SQL - Same table - Having c2.Country <> c.Country - need to understand-CodePudding

I tried the following SQL query and did not understand how last part in the parenthesis

SELECT COUNT(c2.CustomerID) 
FROM Customers AS c2 
GROUP BY c2.Country 
HAVING c2.Country <> c.Country

works.

SELECT COUNT(c.CustomerID) AS cnt, c.Country
FROM Customers c
GROUP BY c.Country
HAVING cnt NOT IN (SELECT COUNT(c2.CustomerID) 
                   FROM Customers AS c2 
                   GROUP BY c2.Country 
                   HAVING c2.Country <> c.Country);

The first three lines give me country name and count of their customer id.

For example:

Argentina 3
Belgium   3
Brazil    9
IRAN      2
Turkey    2

The last part

SELECT COUNT(c2.CustomerID) 
FROM Customers AS c2 
GROUP BY c2.Country 
HAVING c2.Country <> c.Country

only returns count customer id of country for which there is other countries with the same number of count. How does this work?

For example:

3
2

and don't give 9 for the brazil.

I don't really understand the second condition of the HAVING query works: Having c2.Country <> c.Country. I know what c2.Country <> c.Country means. I don't understand how the bold line works.
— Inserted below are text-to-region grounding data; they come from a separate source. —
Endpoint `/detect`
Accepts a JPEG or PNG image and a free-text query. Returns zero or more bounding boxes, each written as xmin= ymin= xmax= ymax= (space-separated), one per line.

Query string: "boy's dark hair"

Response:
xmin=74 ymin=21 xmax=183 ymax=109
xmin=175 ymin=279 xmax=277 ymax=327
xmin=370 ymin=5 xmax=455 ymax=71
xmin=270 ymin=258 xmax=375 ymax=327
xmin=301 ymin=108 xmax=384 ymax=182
When The query in the parenthesis is linked to the original query with a "HAVING NOT IN" which essentially compares the values from the first part of the query and the values from the second (Argentina 3, Belgium 3, IRAN 2, Turkey 2) and will return all rows that are not present in the second query, which is Brazil 9.

CodePudding user response：

Fiddle

Given:

CREATE TABLE Customers (
     CustomerID int PRIMARY KEY AUTO_INCREMENT
   , Country VARCHAR(20)
);

INSERT INTO Customers (Country) VALUES
    ('Argentina')
  , ('Argentina')
  , ('Argentina')
  , ('Belgium')
  , ('Belgium')
  , ('Belgium')
  , ('Brazil')
  , ('Brazil')
  , ('Brazil')
  , ('Brazil')
  , ('Brazil')
  , ('Brazil')
  , ('Brazil')
  , ('Brazil')
  , ('Brazil')
  , ('IRAN')
  , ('IRAN')
  , ('Turkey')
  , ('Turkey')
;

and the SQL:

SELECT COUNT(c.CustomerID) as cnt, c.Country
  FROM Customers c
 GROUP BY c.Country
Having cnt NOT IN (SELECT COUNT(c2.CustomerID) FROM Customers AS c2 GROUP BY c2.Country Having c2.Country <> c.Country)
;

The above SQL has dependent / correlated behavior, where the subquery has a reference to the outer row (c.Country).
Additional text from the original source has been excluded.